<社会のお時間>〜歴史のお話

 さて歴史のお話である。

 今から400万年前、地球上に人類が出現した。

 そんなとこから始めるのか?

 そうですね、そんなとこから始めていたら僕の歴史も終わってしまいますね。

 歴史って何だろう?

 ここに今回の「はてな?」があります。

 歴史とは誰の歴史か。

 それはつまり勝者の歴史だと言われています。

 人間の歴史は勝った側から見た歴史ということです。

 時の権力者は自分に都合のいいことしか残しません。そりゃそうですよね。

 今のようにいろんなメディアが発達している時代ならともかく、昔は紙に書くことしか資料を残せないわけですから、いいことしか書かないわけです。もちろん、こっそり目を盗んで事実を書いた人もいるでしょうね。

 でも見つかれば一族郎党…。

 社会の時間ですが、少し国語の時間に切り替えます。

 みなさんが知っている『枕草子』ってありますよね?

 清少納言のエッセイって思っている人も多いと思いますが、見方を変えればこれもやはり勝者側の記録と見ることもできます。当時は藤原家の全盛期です。

 この世をば 我が世とぞ思ふ望月の かけたることのなしと思へば

 これは藤原道長の歌ですが、チャップリンの『独裁者』の有名な地球儀型の風船をもて遊ぶシーンに似た権力者の欲望が反映されています。

 このような時代において、藤原家の悪口を言えるはずはありません。

 清少納言は、道長の兄道隆の娘・中宮定子に仕えていたわけですが、道隆が亡くなった後、道長に権力は移ります。
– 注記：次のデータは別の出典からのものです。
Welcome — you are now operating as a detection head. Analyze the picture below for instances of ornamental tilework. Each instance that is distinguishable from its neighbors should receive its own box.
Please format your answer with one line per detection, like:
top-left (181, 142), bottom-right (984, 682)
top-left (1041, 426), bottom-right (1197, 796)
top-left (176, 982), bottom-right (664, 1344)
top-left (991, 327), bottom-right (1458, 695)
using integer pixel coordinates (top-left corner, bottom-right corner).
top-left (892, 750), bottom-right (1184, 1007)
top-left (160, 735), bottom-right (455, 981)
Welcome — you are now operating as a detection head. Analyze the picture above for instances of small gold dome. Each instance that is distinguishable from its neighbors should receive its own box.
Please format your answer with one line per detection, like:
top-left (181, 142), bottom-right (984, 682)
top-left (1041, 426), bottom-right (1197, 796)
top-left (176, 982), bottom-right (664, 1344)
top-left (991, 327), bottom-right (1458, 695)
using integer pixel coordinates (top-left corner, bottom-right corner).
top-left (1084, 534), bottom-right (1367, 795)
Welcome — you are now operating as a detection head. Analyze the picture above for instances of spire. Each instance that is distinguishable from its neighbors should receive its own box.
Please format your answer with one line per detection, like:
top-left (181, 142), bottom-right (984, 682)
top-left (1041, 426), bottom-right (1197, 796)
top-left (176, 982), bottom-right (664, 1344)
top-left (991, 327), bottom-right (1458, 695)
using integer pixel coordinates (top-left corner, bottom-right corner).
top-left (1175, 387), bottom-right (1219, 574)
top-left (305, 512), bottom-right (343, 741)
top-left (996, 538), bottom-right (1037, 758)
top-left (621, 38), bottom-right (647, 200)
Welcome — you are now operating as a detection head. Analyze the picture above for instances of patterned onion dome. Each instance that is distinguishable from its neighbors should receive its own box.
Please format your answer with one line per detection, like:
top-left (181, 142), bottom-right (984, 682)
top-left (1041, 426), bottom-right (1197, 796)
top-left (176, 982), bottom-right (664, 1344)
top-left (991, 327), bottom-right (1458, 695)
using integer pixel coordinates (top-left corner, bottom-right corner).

この道長の娘に中宮彰子がいるのです。

 同じ一条天皇の寵愛を受けた二人の女性。

 そして、この彰子に仕えていたのがあの『源氏物語』を書いた紫式部なのです。

 つまり清少納言紫式部は共にライバルだと言えます。

 中島みゆき松任谷由実みたいな感じと言えば分かるでしょうか。

 枕草子の中にも紫式部の悪口を書いた部分があります。

 紫式部は偉そうに知識をひけらかしているけれども品が無い女性だというような事が書いてあります。

 でも、それは藤原家への批判ではない。あくまでも個人攻撃です。そして、それが精一杯の抵抗だと見るのは言い過ぎでしょうか?

 清少納言が藤原家の権力騒動をどう見ていたのかは作品から伺うことはできません。

 『枕草子の謎』(徳間文庫・藤本泉著)によれば『枕草子』は清少納言一人によって書かれたものではないという説もあります。

 男性優位の世の中において当時の女性がいかに日陰の存在であったか(もっとも今も昔も奥さんの意見は時に傀儡政治?につながる可能性があるわけですが)、そういう目でもって歴史を見るとまた違った学び方があるかもしれませんね。